Can you tell me how to figure out the minimum payment on my credit card?
First, you'll have to find out how your specific card issuer determines the minimum payment. They might charge a flat fee plus any interest and fees or a percentage of your overall balance – usually 3%.
Is it okay to make a minimum payment on a credit card?
Ideally, you'd pay off your balance regularly, but making the minimum payment is incredibly important. To keep your credit score in good shape, you should aim to pay more than the minimum every month.
What happens if I pay only the minimum on my credit card?
If you only make minimum payments but continue to use the card, your account will be in good standing, but you'll eventually hit your credit limit. If you stop charging to the card and only make minimum payments, your balance will gradually decrease and your credit score will improve.
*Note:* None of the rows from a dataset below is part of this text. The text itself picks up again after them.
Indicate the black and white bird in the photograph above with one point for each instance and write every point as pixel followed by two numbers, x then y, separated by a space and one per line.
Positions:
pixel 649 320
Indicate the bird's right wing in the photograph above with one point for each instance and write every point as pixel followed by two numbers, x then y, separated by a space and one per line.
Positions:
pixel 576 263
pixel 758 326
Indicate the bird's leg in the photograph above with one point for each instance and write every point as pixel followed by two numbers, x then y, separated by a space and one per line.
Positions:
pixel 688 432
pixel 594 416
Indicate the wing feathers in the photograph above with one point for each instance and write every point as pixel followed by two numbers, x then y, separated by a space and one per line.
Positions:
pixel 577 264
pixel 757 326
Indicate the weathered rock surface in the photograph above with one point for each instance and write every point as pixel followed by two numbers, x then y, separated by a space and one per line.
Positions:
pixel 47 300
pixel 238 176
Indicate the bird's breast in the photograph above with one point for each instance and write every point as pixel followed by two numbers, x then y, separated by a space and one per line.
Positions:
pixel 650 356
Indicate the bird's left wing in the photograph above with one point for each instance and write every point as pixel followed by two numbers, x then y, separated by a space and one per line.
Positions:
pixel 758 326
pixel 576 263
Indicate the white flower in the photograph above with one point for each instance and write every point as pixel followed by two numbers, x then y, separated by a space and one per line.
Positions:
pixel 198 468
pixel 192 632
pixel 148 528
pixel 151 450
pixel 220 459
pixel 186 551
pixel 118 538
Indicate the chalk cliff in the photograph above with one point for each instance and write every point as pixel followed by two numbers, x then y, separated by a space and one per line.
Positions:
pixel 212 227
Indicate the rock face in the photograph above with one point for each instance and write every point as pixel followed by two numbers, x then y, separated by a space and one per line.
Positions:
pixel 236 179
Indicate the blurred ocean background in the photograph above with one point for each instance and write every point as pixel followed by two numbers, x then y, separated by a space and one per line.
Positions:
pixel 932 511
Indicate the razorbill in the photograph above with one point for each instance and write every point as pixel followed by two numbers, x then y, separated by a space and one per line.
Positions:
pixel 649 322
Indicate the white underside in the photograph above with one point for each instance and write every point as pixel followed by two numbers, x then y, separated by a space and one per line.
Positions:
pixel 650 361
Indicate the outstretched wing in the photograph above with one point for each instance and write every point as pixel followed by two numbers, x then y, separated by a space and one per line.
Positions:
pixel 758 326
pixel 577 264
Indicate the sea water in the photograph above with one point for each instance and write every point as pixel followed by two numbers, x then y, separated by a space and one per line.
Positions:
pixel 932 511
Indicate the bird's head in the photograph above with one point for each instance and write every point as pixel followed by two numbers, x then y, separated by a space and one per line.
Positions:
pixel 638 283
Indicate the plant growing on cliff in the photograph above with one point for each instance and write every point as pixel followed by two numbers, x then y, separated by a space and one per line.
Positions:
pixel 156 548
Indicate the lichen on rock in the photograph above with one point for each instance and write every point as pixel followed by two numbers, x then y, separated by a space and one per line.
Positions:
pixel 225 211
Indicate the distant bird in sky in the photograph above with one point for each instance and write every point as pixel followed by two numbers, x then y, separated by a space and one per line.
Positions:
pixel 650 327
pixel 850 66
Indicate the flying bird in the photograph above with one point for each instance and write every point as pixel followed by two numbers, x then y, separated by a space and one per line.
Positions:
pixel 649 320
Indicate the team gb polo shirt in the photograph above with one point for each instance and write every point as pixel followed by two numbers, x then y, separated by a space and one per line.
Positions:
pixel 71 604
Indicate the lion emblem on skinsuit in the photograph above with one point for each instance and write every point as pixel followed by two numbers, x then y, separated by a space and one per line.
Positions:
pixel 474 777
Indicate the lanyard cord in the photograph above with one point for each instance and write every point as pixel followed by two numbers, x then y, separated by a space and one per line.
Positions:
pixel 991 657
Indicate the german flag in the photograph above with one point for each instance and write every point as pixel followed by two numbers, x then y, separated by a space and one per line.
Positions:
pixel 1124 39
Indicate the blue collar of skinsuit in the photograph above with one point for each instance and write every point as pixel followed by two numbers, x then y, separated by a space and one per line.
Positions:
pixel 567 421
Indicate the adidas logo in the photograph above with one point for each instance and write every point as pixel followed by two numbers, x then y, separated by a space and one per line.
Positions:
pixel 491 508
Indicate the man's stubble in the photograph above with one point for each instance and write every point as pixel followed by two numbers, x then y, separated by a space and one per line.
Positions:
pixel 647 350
What is the minimum payment on a $5,000 credit card?
According to the Government of Canada's credit card minimum payment calculator, assuming you have a credit card with a 20% interest rate and a $5,000 balance, your minimum payment would be $150. That assumes you'd be paying 3% of the overall balance.
What is the 15-3 rule for credit cards?
You may have heard of this supposed hack that's designed to improve your credit score. The idea is you make a payment 15 days before your bill is due and again 3 days before the due date. Unfortunately, this is overly complicated and doesn't improve your credit history or lower your credit utilization.